An Australian study co-authored by Telstra Health and Mackay Hospital and Health Service (part of Queensland Health) reveals the quality and sustainability of home-based acute care models can be improved through virtual care technology.

Published in the Asia Pacific Journal of Health Management (volume 18, issue 3), the study analysed 151 adult and 26 paediatric patients admitted to the Mackay Hospital in the Home (MHITH) program between 1 August 2020 and 30 June 2021. All patients assessed utilised virtual care technology for the majority, or all, of their home-based acute care.

The study measured readmissions within 28 days, unplanned emergency department (ED) presentations, transfers-in to facility-based hospital beds, and average length of stay among the patients.

Findings from the study showed use of virtual technology was associated with a statistically significant reduction in risk of hospital readmission within 28 days – from 43 per cent to 21 per cent. In addition, the risk of hospital readmission within 28 days for the same diagnosis-related group (DRG) dropped from 18 per cent to 4 per cent, and length of stay in hospital for the top three DRGs by volume decreased from a mean of 7.2 days to 4.0 days, saving the health provider an average of $3,698 per admission.

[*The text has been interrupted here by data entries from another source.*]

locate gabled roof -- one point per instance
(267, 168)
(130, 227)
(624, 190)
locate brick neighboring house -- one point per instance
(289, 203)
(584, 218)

Use of virtual care technology was also associated with reduced rates of unplanned ED presentations and transfers-in to traditional hospital beds compared to usual care for adults.

Vickie Irving, Head of Clinical Innovation & Effectiveness and Deputy Chief Health Officer at Telstra Health, said,

“We’re proud to provide one of Australia’s first evidence-based studies to show the beneficial impacts virtual care technology can have for both healthcare providers and patients – from cost savings to reducing the risk of hospital readmission.”

The study was co-authored by Cathie LaRiviere, Manager Virtual Health at Mackay Hospital and Health Service, Judi Cavanagh, Program Officer at Mackay Hospital and Health Service, Vickie Irving, Head of Clinical Innovation & Effectiveness and Deputy Chief Health Officer at Telstra Health, James Brown, Commercial Strategy Manager at Telstra Health and Brian Dorricott, former Head of Data Science at Telstra Health.

In 2020 Mackay Base Hospital implemented Telstra Health’s virtual care technology as part of the Care in the Right Setting Hospital in the Home (HiTH) program. Designed to deliver inpatient standard of care to patients at home, the program combines the use of virtual health monitoring devices and a dedicated patient app for recording vital signs and data with home visits and video consultations from the clinical team.

Vickie added, 

“Despite evidence that Hospital in the Home (HITH) models of care are a safe, reliable, and cost-effective alternative to in-hospital care for suitable patients, we know there is sub-optimal uptake in Australia.

“We wanted to assess the clinical and financial impacts of virtual care technology on HITH models of care. The statistically significant results in the study show clinical, economic and consumer benefits are associated with embedding virtual care technology in HITH service models. These important findings raise considerations for health systems facing capacity constraints and rising costs.”